Pedantry, for a while, became a lost art,. Wild exaggerations and faux pas were broadcast into the world and, nine times out of ten, nobody could be bothered checking the facts, save for a few hectored subs on newspapers. Now, however, with the advent of the dear internet, the whole world is your sub. And instead of ‘hello’, their greeting is usually ‘I think you’ll find…’ followed by a slamdown of whatever it is you’ve done incorrectly, be it a misplaced apostrophe, a strange verb agreement, or attributing the wrong year to the time when Donna Summer hit number one with I Feel Love.

The rise of the new pedant has been most entertaining on Twitter. Ah yes, Twitter. A useful social networking tool that has given so many compliments and such a great deal of importance bestowed on it by the world that it hardly knows what to do with itself. Twitter is a different animal from its forebears Facebook and MySpace in that famous people — and I’m not talking ex-Big Brother contestants here, but absolute bona fide BIG names — prattle on it as if they were having a conversation with someone in the same room. However, if this were a real conversation, it’s likely the recipient of the gossip would get up and walk out of the room, such is its inanity. No subject too trivial, no topic too dull. Just by logging onto Twitter and endlessly scrolling, you can find out what Ashton Kutcher wears to bed, what Simon Pegg had for dinner last night and even what Dame Elizabeth Taylor is up to later.

Such frankness should be applauded, but don’t forget our friendly neighbourhood pedant, purposefully stacking up his virtual lemons, ready to squeeze their vitriolic juice all over these celebrity updates. Get a spelling wrong and you’re history: King Pedant is just one click away, finger hovering over the @ symbol so he can start his diatribe. Made a throwaway comment about not understanding how people can’t like pork? Prepare for the Pedant’s Front of Judea to swoop down on you and admonish you for culture ignorance. Making a weak joke about Jesus being the first bloke to shop at B&Q? Woe betide ye, oh infidel, as a thousand earnest Christians tell you with a very straight face that Jesus’ ‘step-dad’ Joseph was a carpenter before Our Lord, so in fact Joseph would have been perusing the outdoor fairy lights and joinery long in advance of his son.

Sites like Wikipedia and Google have transformed the pedant’s armoury from a rather limp bow and arrow to an arsenal of machine guns and machetes. Cower as they wage war on inappropriate jokes! Swoon as they valiantly fight the battle of the ‘i before e except after c’ rule and, well, roll your eyes and log off at the sheer pathetic pointlessness of it all.
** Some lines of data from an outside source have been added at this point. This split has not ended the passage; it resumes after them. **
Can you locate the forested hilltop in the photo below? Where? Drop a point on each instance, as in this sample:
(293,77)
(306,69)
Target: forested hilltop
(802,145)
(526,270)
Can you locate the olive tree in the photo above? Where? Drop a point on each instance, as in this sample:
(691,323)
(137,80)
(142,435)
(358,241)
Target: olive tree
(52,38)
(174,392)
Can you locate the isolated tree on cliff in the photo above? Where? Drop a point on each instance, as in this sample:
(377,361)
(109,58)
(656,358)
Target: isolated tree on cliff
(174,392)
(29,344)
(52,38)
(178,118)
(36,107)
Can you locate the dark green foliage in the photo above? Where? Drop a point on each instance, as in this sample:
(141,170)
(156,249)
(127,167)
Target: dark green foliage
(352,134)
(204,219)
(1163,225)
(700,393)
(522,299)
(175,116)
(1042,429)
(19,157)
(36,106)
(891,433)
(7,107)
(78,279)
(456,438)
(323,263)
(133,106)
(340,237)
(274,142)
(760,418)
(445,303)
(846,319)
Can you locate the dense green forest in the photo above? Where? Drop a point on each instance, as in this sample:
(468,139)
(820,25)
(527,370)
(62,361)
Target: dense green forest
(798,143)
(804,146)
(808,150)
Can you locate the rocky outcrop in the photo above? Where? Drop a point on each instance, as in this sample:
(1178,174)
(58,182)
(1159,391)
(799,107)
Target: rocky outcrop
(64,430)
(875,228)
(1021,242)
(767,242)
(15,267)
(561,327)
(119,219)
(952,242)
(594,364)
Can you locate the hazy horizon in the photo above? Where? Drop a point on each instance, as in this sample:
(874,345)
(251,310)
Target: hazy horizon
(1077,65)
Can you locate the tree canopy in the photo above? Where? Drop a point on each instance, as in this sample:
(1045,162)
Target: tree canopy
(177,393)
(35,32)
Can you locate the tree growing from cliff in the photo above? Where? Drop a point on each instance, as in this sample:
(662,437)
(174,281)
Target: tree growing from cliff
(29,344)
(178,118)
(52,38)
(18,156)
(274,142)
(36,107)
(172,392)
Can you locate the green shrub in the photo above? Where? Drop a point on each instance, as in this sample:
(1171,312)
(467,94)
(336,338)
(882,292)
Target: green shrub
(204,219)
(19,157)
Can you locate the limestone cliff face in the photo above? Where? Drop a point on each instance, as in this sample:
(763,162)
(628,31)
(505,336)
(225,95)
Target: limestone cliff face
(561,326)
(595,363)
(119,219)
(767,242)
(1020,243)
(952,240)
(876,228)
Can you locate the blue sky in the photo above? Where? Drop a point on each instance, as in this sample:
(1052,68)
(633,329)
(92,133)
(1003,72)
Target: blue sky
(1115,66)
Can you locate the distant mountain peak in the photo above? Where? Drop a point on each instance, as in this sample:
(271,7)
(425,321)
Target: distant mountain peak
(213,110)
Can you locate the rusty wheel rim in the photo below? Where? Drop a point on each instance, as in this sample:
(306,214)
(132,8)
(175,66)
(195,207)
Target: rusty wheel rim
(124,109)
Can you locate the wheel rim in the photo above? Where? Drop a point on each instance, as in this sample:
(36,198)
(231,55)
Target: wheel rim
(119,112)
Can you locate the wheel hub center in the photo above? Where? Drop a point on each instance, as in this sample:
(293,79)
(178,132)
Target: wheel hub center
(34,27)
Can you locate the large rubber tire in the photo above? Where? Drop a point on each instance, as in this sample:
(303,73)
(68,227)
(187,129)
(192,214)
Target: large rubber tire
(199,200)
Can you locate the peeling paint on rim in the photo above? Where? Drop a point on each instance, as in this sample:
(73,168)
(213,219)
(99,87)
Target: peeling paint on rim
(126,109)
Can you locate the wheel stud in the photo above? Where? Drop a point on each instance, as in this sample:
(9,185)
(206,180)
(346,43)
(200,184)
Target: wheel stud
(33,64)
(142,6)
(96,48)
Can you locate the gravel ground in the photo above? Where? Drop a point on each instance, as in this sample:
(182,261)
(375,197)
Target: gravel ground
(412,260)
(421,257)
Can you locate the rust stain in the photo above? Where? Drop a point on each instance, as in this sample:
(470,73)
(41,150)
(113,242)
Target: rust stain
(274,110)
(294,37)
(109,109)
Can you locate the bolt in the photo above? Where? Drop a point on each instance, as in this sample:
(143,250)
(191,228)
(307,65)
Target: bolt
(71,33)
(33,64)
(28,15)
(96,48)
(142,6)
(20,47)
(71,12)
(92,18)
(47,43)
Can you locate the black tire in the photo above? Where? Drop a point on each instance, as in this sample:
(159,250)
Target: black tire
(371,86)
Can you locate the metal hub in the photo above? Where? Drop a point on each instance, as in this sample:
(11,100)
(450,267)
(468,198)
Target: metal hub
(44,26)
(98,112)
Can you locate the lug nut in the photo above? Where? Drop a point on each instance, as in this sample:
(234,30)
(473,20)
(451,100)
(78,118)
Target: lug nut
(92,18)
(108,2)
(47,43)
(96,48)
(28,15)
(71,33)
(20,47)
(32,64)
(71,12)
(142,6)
You could argue, and I probably would, that maybe if you don’t want to be picked up on your every word by someone called Colin in South Merton you should do one of two things: 1. Shut up. 2. Make sure you’re right. I am in the unfortunate position of being one of those people who hates to look stupid or ill-informed. If only more of my fellow humans had the same sensibilities. So, before I open my mouth or commit something to print, I do try to make sure that what I’m about to say will not make me look as if I have never picked up a book in my life. I know they say ‘nothing ventured, nothing gained’ but that doesn’t really wash when you’ve just claimed that John Travolta’s hair is all his own on Twitter, only to be regaled with 7,000 replies showing a zoomed pic of his unfortunate hair plugs. We all make mistakes — God knows I sometimes make them willingly — but if you’re going to show your foibles to an audience of, say, 10,000 people, don’t be surprised when two thirds of them come back to you within seconds pointing out your erroneous use of a hyphen when it should have been an n-dash.